Os billboards ficaram completamente cobertos ao fim de uma semana. As estações de televisão e todos os jornais ficaram alerta para qualquer telefonema estranho, qualquer pacote suspeito, qualquer mensagem electrónica que mencionasse a situação numa perspectiva diferente. Reinou na cidade um ambiente de expectativa, como se todos aguardassem pela próxima jogada do adversário escondido.
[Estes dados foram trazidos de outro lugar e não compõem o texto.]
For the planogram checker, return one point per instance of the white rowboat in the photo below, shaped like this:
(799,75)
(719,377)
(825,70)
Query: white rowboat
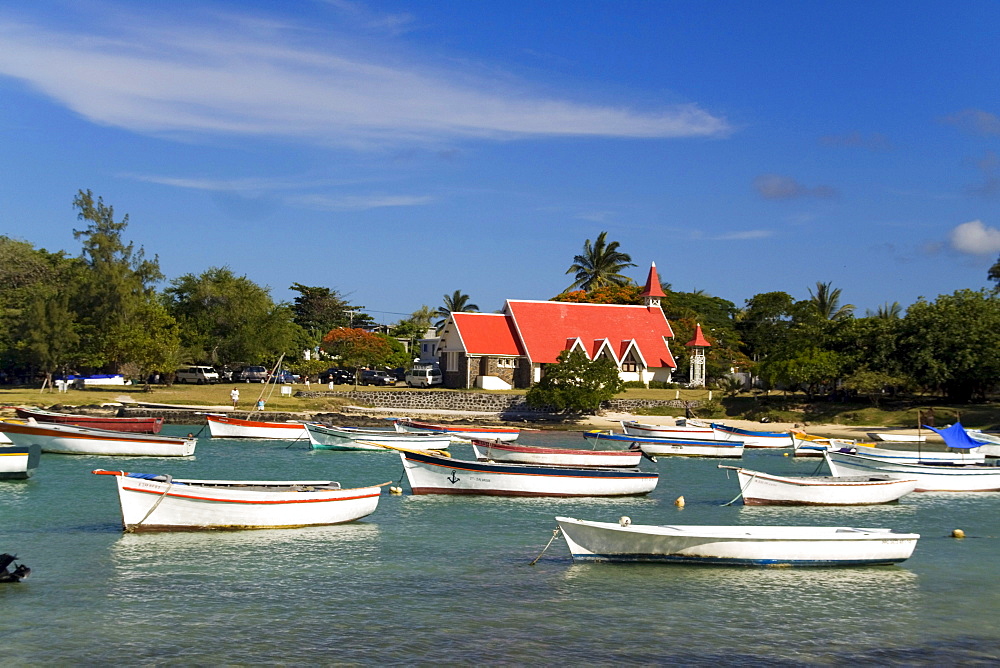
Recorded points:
(765,489)
(735,545)
(18,462)
(681,447)
(529,454)
(160,503)
(223,426)
(434,474)
(459,433)
(69,440)
(323,437)
(930,477)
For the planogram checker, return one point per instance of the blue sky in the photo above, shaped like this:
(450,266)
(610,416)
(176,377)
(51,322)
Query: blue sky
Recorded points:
(398,151)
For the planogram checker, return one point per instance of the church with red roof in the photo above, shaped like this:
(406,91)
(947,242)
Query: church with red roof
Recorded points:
(508,349)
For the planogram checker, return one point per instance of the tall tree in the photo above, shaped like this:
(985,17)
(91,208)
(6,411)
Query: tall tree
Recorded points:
(456,302)
(600,264)
(229,319)
(118,286)
(827,302)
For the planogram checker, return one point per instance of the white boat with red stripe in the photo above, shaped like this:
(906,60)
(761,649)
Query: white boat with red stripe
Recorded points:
(154,502)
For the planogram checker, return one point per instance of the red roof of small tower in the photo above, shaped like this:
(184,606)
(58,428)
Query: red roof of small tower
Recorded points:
(653,288)
(699,339)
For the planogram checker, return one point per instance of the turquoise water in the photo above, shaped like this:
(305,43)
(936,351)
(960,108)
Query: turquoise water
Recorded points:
(428,580)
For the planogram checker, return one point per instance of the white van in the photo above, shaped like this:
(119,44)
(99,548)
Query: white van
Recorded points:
(423,377)
(197,374)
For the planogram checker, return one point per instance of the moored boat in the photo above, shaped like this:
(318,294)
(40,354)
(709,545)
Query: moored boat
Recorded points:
(940,477)
(680,447)
(499,451)
(764,489)
(151,502)
(139,425)
(325,437)
(19,462)
(755,439)
(690,429)
(809,445)
(223,426)
(435,474)
(458,432)
(69,440)
(735,545)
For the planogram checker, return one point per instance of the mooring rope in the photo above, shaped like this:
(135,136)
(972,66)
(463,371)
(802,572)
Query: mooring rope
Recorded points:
(555,534)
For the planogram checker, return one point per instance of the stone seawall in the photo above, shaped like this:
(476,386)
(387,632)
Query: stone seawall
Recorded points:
(477,401)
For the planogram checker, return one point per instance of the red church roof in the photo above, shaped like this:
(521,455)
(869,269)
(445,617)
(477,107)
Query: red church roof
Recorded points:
(545,327)
(653,287)
(699,339)
(487,334)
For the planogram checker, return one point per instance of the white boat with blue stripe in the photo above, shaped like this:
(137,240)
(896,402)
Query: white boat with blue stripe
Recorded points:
(735,545)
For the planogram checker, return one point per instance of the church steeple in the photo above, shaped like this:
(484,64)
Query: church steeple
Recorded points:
(653,291)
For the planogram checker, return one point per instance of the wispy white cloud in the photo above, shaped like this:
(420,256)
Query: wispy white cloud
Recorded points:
(257,77)
(975,238)
(776,186)
(975,121)
(357,202)
(873,142)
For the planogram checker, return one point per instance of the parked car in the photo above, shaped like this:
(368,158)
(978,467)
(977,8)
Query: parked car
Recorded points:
(373,377)
(337,375)
(284,376)
(197,374)
(252,374)
(423,377)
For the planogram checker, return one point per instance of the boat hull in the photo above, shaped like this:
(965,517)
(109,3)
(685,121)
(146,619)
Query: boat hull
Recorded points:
(433,474)
(223,426)
(463,434)
(918,456)
(136,425)
(69,440)
(674,446)
(18,462)
(929,477)
(322,437)
(755,439)
(634,428)
(523,454)
(160,505)
(735,545)
(764,489)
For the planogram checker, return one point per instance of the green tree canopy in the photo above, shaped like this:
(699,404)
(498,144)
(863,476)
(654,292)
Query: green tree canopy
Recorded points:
(600,264)
(229,319)
(576,384)
(951,343)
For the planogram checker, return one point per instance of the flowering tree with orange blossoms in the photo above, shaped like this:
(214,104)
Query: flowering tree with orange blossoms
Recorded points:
(357,348)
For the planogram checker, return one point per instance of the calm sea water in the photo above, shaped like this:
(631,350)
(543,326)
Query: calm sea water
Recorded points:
(429,580)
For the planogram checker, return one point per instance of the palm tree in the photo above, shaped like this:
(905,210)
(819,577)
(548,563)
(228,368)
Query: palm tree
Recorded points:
(886,311)
(599,265)
(456,302)
(827,302)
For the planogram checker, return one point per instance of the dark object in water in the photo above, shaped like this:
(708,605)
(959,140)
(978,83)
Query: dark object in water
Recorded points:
(20,570)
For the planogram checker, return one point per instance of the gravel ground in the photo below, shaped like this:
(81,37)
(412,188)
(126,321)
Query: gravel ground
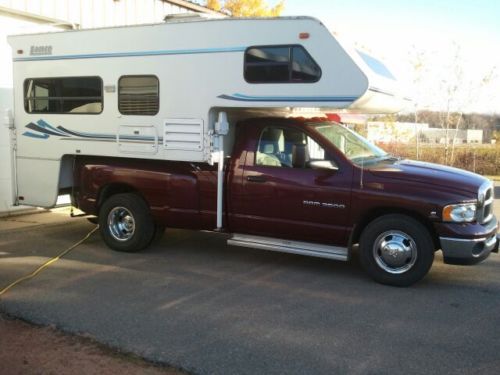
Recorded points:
(28,349)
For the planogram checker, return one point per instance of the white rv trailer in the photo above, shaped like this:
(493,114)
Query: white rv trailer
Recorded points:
(155,91)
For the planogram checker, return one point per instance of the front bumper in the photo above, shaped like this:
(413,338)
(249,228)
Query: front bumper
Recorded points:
(459,249)
(462,251)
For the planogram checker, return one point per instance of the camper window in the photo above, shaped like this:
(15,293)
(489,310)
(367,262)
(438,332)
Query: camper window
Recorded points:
(72,95)
(139,95)
(280,64)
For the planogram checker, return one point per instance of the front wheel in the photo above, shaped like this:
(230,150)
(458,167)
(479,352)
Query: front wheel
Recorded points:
(396,250)
(126,223)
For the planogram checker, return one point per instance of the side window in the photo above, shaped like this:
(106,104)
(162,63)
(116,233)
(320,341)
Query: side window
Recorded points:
(287,147)
(139,95)
(280,64)
(72,95)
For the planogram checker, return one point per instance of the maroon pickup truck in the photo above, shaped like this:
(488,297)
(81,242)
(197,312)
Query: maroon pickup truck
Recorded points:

E então, no fim da semana, na noite que marcava o encerramento da actividade de cobrir os cartazes, ainda as ruas não se encontravam no auge da animação, as coberturas entraram em combustão espontânea.
Segundo as testemunhas, o fogo iniciou-se com um brilho difuso nas coberturas, como os metais quando são aquecidos, tornou-se em seguida rubro, soltando fumo, e estas começaram a arder. As chamas elevaram-se no ar, enegrecendo as fachadas dos prédios próximos e manchando de cinzas os sorrisos brancos das modelos dos cartazes vizinhos. As ruas encheram-se do cheiro de nylon queimado; e houve quem assistisse do cimo do monte de Santa Ana ao espectáculo de uma Los Angeles cheia de pequenos fogos, inúmeros fogos, como piras funerárias ou velas num relicário.
A frase, exposta, tinha mudado.
A BESTA BRANCA ODEIA-TE.
REVOLTA-TE, IRMÃO!
proclamava sobre um fundo cor-de-sangue. BRANCA destacava-se pela sua brancura ardente e feroz, ao passo que IRMÃO desenhava-se num negro imperativo e orgulhoso. Havia algo de errado com as letras; pareciam envoltas naquele nevoeiro que se forma no ar quando os dias estão demasiado quentes, distorcendo a imagem numa combustão virtual quase hipnótica; também elas não se mantinham fixas no papel, mas pareciam sobrepor-se à violência da cor sobre o qual se inscreviam.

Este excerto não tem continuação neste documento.